L_{l}^{FSP}=\frac{1}{N}\sum_{x}||G_{l}(x;\theta)-G_{l}(x^{'};\theta)||_2^2

We sample 50 architectures without finetuning for the cell-free search space and evaluate the gap of clean accuracy and adversarial accuracy for each architecture.

We also calculate the FSP matrix distance for each cell of the network and show representative results in Fig. 7

Based on the observations from Figure 7, they conclude that

A robust network has a lower FSP matrix loss in the deeper cells of network.

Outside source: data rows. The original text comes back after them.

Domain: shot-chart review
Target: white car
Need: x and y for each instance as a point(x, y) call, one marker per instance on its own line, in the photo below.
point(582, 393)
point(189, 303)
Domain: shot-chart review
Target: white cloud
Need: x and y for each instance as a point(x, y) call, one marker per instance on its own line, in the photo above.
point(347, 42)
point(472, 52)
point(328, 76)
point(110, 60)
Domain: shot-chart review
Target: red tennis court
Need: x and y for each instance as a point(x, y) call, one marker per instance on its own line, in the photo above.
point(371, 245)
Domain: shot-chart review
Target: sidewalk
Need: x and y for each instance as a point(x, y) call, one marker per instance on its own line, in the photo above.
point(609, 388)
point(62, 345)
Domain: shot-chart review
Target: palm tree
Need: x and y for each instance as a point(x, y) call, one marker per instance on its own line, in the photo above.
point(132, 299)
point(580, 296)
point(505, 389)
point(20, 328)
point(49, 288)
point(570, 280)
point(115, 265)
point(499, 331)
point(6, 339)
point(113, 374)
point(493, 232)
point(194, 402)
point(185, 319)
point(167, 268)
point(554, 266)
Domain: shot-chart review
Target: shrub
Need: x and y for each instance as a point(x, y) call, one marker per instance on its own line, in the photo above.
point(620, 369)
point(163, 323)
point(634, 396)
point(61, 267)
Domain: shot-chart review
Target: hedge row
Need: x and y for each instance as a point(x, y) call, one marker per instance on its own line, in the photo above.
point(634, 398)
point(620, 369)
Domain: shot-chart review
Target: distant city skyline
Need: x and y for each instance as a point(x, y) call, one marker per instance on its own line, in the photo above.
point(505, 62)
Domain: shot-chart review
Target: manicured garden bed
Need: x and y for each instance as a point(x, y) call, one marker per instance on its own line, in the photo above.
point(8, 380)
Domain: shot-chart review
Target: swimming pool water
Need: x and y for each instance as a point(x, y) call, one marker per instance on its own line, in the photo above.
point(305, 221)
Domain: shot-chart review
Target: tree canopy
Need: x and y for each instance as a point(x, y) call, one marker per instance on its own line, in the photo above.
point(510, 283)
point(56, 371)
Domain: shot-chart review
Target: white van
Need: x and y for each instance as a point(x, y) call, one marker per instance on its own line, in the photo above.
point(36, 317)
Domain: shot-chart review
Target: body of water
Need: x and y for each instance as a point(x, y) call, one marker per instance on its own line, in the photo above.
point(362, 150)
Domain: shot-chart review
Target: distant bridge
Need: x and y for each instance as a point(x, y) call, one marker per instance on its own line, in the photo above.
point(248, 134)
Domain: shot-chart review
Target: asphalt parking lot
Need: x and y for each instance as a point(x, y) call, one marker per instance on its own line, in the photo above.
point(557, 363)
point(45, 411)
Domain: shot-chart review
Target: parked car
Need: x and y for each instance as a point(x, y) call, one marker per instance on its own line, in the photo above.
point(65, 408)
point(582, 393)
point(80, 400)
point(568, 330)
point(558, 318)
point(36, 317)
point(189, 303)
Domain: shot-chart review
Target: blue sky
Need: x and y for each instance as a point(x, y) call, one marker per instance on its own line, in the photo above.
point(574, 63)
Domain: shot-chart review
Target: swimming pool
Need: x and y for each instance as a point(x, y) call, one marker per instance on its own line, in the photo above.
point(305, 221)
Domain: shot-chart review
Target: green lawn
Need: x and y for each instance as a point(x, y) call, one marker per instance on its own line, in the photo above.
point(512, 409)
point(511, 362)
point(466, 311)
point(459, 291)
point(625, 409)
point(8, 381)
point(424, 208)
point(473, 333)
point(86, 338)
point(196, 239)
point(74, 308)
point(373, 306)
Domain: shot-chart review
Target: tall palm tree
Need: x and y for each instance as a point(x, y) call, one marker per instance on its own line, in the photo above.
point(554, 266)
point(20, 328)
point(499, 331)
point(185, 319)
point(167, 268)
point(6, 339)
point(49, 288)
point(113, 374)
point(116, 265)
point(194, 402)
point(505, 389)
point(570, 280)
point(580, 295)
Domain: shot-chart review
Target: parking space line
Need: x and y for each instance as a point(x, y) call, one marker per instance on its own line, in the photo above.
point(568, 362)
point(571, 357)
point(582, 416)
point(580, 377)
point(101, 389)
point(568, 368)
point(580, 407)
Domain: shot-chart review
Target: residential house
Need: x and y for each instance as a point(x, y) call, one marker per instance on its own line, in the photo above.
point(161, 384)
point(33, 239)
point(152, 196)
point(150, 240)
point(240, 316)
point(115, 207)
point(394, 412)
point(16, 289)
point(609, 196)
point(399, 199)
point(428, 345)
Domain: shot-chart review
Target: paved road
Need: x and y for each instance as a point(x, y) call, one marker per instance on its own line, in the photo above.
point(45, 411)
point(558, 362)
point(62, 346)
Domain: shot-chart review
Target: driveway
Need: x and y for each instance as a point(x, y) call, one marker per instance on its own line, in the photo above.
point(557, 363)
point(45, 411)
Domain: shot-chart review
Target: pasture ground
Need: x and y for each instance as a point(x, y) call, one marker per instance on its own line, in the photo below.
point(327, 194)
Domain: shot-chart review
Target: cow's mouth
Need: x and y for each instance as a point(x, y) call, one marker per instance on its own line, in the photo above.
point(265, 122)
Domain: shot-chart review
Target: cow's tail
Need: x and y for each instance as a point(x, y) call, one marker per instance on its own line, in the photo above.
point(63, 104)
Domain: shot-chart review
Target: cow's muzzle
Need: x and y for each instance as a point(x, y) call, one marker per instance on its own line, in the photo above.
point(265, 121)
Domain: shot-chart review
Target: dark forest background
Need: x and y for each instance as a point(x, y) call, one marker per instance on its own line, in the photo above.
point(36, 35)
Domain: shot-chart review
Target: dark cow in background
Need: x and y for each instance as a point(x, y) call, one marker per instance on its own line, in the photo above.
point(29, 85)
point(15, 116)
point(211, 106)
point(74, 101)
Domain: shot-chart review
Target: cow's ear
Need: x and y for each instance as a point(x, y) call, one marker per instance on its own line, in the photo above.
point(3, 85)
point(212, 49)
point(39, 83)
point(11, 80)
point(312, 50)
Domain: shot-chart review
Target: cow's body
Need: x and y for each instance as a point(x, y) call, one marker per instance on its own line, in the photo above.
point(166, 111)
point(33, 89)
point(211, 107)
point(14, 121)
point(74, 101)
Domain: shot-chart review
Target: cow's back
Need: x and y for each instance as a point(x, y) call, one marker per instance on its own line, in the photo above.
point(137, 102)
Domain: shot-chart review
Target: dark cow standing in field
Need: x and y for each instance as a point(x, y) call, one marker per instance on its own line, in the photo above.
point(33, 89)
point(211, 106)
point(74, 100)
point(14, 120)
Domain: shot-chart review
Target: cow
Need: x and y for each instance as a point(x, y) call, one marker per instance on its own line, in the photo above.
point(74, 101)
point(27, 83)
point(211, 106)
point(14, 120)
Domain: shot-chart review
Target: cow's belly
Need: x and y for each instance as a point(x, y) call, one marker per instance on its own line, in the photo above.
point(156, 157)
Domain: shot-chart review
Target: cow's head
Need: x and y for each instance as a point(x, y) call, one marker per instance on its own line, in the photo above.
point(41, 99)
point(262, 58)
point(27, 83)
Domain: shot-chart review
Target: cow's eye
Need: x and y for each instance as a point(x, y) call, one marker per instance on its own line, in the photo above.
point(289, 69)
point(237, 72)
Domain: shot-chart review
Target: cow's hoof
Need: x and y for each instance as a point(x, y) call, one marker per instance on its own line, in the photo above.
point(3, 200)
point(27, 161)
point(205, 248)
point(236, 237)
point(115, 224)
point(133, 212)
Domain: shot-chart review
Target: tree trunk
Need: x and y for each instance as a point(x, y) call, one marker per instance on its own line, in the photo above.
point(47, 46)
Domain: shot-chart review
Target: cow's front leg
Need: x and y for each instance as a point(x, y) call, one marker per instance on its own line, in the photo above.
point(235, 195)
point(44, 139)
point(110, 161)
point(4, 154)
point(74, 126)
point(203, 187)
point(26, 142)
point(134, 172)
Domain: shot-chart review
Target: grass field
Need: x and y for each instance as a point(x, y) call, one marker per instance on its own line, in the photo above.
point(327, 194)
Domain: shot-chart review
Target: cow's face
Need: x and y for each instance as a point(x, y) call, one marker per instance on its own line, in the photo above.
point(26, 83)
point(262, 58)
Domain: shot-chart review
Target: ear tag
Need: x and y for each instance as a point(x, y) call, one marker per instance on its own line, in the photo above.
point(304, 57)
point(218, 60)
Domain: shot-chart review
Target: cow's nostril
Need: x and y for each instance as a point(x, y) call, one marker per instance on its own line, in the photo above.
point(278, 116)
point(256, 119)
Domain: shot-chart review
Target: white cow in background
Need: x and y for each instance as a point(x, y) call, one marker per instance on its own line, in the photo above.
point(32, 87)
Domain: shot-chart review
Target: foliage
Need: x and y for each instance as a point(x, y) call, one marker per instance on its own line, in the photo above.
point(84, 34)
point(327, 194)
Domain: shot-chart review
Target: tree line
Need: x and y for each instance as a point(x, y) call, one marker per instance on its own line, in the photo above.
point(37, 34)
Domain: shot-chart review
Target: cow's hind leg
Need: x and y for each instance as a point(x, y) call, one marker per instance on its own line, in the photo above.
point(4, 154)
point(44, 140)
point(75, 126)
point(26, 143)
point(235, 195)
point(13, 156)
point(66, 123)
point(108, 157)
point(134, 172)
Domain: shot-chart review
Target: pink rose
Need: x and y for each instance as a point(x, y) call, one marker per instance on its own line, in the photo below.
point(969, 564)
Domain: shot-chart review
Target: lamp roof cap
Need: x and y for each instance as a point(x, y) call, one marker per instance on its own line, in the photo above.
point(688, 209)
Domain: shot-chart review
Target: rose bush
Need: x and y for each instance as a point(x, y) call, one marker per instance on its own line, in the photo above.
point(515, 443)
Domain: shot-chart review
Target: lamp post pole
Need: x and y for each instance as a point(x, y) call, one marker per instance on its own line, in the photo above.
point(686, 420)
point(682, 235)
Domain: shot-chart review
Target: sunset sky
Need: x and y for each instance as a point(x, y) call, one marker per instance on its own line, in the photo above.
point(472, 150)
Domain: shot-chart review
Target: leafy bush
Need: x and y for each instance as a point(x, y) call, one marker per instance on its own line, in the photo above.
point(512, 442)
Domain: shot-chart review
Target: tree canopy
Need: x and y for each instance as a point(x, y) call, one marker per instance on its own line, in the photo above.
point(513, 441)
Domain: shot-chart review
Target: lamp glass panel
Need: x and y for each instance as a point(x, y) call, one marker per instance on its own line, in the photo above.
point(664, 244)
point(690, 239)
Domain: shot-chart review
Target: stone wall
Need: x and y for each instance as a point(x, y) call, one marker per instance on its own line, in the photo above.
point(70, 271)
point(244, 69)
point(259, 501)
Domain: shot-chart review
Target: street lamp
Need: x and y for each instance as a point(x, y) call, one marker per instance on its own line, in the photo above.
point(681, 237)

It's actually expected, given the observation in Feature Denoising that the adversarial example tends to activate a much more noisy feature map, therefore, in the deeper cells, a more robust model should be able to draw the feature maps of clean and adversarial examples together.

Experiments

Three selected architectures from supernet are labeled RobNet-small, RobNet-medium and RobNet-large.

RobNet-free is a representative architecture among those found by FSP guided search.

Inspirations

This is the first paper combining NAS and adversarial training, which is an interesting topic. They make three observations. The last one is quite expected based on the previous work.

The first and the second observation all involves the density of connections in the network architecture. I think there is a possibility that the conclusion in the second observation, i.e. that direct edges are better than skip edges in networks with smaller parameters in terms of adversarial accuracy may because of the dropping of network density brought by skip edges, so these two observations become one.

There remains a question to answer now:

Why a denser network performs better?

Intuitively, I think a denser network makes the generation of adversarial examples more complicated (indicating gradient masking), but they actually combine it with adversarial training, excluding the problem of gradient masking.